Quando vide la figlia per la prima volta rimase scioccata: era “troppo brutta”. Sarebbe stata anche disposta a prendersene cura invece di lasciarla in un istituto, ma ad alcune condizioni. “Io vivo in un piccolo villaggio – ha detto Nadezhda – e devo pensare a cosa diranno i miei vicini. Non posso sopportare di averla in casa e sentire la gente parlare della brutta faccia di mia figlia. Sarò felice di portarla a vivere con me, se qualche chirurgo riuscirà a migliorare il suo aspetto. Ma sono una madre single – conclude la donna – che ha cresciuto tre figli da sola e non posso permettermi la spesa di una chirurgia plastica”.

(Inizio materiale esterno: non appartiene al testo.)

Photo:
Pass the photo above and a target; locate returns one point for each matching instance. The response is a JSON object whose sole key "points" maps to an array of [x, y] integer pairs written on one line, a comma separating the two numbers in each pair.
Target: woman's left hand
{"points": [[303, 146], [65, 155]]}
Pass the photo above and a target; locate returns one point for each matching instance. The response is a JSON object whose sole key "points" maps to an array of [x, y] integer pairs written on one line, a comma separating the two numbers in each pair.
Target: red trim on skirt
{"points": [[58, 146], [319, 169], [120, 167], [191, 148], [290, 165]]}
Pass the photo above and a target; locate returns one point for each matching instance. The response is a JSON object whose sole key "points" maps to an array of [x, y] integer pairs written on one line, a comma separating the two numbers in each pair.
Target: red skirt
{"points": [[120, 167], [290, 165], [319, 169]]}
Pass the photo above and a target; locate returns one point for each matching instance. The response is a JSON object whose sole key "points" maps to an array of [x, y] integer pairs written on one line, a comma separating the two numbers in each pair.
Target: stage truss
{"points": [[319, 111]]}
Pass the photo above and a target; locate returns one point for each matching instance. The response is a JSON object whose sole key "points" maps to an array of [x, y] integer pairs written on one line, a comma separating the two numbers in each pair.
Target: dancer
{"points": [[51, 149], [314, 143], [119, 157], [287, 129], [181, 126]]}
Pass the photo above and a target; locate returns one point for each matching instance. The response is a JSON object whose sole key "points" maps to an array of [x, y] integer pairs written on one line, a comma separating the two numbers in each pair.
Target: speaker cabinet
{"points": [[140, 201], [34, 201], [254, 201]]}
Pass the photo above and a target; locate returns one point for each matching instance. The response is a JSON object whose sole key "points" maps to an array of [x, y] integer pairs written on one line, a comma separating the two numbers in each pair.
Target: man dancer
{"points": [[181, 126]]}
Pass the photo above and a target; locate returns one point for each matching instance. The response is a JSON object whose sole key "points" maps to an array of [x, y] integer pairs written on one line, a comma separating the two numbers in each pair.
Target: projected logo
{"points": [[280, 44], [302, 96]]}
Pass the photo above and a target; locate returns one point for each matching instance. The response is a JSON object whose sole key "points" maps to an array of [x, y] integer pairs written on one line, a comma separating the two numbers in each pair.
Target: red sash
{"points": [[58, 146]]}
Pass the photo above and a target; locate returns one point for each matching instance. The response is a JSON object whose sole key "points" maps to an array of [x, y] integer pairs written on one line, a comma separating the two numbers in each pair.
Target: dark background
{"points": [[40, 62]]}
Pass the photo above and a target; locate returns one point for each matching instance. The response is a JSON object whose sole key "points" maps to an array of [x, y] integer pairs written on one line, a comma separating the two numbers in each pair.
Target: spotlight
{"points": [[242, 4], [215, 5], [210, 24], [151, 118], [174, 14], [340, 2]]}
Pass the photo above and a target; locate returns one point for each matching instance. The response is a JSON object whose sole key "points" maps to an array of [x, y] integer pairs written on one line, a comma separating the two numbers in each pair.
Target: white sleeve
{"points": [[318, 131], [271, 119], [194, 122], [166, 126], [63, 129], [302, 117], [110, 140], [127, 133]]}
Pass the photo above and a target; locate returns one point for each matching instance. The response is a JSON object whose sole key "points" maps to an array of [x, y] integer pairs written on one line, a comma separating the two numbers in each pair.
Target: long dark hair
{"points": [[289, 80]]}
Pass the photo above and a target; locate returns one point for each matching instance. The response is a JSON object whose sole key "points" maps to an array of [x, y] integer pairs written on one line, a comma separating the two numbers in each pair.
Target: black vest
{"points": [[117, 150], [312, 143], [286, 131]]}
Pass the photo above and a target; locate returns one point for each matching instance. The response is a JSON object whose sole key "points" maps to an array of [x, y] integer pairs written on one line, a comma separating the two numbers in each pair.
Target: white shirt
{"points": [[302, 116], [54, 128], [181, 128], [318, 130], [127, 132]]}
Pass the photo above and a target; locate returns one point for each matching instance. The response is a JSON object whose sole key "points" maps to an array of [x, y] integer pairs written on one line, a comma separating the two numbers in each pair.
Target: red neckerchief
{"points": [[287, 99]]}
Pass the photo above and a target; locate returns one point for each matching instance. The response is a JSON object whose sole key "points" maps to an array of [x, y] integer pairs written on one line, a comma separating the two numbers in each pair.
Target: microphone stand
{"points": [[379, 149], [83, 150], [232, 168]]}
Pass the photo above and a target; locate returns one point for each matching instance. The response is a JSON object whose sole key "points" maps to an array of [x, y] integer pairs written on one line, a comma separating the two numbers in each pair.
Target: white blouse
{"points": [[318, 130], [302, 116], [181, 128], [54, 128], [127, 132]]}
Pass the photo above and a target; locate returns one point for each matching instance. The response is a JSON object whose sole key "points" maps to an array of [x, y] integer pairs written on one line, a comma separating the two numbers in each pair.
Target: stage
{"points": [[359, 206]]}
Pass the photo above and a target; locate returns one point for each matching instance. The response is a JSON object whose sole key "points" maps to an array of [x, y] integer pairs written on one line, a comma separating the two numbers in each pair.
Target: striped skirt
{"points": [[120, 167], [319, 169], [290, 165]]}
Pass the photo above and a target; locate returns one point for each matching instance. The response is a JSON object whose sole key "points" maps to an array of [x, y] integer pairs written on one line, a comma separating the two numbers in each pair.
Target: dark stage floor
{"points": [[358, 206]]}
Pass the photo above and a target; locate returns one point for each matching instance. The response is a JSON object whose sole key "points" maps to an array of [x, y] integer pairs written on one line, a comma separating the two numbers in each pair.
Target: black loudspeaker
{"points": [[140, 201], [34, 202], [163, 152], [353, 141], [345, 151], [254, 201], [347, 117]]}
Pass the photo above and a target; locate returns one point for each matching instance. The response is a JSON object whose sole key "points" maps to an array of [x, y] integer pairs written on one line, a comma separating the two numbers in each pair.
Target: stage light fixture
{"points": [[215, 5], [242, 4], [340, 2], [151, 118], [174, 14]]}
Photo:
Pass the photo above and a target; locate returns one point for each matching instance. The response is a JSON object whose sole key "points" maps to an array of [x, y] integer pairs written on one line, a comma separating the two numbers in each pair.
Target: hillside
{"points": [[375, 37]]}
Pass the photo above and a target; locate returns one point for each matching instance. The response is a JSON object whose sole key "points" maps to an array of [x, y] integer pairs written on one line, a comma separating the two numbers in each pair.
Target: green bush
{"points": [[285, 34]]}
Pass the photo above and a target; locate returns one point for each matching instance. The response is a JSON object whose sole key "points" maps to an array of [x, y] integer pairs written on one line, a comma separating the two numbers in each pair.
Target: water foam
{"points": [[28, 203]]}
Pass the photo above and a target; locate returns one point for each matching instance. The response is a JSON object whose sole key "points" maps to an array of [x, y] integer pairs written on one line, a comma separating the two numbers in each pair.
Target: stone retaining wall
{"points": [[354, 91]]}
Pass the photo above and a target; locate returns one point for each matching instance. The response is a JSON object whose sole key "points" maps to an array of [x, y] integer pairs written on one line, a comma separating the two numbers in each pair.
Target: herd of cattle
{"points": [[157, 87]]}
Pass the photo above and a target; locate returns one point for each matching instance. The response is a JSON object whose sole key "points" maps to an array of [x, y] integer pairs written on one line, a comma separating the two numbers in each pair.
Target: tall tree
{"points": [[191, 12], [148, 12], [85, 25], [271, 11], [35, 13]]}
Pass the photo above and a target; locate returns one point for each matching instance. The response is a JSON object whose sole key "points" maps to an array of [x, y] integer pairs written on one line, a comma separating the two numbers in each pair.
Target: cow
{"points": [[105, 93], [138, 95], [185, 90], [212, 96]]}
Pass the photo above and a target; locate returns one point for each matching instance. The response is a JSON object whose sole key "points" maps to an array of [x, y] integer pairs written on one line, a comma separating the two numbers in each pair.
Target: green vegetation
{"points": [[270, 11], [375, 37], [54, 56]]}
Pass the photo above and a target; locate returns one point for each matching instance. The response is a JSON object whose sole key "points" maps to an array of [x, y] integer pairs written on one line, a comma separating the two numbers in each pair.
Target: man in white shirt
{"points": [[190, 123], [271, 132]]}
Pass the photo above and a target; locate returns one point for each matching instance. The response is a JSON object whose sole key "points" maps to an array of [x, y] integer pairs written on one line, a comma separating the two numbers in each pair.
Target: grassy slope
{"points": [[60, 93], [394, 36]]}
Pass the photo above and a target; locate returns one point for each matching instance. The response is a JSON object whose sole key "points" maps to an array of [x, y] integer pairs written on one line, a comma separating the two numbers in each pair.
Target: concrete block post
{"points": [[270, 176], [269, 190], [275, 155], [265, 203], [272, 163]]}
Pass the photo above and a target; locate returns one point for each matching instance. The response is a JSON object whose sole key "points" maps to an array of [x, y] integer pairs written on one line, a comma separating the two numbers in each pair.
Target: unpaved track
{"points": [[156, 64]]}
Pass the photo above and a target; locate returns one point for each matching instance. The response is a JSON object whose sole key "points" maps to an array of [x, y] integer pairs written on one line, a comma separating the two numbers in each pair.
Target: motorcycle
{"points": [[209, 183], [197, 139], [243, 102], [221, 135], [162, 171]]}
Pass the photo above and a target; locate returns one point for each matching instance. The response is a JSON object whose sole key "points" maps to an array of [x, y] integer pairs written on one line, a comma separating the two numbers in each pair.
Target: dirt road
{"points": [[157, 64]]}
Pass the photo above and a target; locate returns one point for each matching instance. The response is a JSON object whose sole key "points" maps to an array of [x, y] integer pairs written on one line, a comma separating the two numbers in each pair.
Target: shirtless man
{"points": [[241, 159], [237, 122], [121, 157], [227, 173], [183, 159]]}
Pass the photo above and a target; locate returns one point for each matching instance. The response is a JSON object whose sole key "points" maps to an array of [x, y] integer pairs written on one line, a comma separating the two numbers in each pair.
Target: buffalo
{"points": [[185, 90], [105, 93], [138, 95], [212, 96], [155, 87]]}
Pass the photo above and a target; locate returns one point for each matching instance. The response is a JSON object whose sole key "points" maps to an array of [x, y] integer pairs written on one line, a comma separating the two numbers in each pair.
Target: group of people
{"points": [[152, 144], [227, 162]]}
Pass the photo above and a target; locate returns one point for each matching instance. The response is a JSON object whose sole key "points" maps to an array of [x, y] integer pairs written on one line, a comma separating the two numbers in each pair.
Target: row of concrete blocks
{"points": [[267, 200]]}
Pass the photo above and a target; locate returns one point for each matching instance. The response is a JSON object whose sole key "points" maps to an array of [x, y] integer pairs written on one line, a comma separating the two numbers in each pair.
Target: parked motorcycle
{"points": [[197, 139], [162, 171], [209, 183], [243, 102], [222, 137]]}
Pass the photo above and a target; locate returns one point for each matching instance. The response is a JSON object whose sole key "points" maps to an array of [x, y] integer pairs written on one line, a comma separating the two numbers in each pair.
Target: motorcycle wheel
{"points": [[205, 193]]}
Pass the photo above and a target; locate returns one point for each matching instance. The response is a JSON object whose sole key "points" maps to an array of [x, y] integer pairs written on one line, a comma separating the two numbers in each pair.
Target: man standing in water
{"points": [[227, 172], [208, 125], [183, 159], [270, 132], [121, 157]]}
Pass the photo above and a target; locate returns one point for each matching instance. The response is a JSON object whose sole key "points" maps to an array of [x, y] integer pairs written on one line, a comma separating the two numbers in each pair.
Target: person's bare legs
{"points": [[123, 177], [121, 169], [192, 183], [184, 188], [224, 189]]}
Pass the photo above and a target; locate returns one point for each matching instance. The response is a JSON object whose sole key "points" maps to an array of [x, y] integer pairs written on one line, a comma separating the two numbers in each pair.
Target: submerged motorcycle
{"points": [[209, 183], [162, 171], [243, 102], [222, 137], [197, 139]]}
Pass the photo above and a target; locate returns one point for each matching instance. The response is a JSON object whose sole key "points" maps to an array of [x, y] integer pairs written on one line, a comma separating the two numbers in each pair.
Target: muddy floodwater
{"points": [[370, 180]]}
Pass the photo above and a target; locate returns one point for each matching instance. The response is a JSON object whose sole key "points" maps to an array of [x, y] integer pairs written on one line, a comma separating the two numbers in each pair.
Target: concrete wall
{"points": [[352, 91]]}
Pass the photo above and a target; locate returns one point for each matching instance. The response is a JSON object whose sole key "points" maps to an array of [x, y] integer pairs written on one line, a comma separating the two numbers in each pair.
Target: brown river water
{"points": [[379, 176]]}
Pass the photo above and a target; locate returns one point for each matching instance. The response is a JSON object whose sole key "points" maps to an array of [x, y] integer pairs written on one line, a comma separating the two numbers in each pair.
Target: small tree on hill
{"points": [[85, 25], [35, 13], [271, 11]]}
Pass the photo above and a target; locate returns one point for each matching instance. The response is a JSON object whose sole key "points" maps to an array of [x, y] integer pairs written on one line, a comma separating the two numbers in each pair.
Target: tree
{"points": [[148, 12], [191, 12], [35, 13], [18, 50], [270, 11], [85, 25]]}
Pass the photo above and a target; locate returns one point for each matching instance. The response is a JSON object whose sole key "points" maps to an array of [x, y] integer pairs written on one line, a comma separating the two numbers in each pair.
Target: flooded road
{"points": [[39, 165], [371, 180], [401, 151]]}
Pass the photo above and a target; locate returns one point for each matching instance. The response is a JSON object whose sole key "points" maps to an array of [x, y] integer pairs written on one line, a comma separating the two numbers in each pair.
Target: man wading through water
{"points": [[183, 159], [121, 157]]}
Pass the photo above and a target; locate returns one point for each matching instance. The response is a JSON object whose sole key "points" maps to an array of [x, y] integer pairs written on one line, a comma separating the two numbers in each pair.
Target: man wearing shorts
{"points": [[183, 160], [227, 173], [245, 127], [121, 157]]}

Katya, descritta come una ragazzina dal carattere allegro e affettuoso, è nata con problemi mentali che le rendono difficile l’uso della parola. Gli assistenti sociali stanno cercando disperatamente di raccogliere la cifra che consenta di pagare la spesa di un intervento estetico che possa rendere Katya “adeguata” agli occhi della madre. Il tutto sperando che qualche chirurgo accetti di eseguire l’operazione a basso costo, visto che finora nessun medico si è mostrato disposto a farlo gratis. Probabilmente Katya, più che di un intervento di chirurgia plastica, avrebbe bisogno di una madre.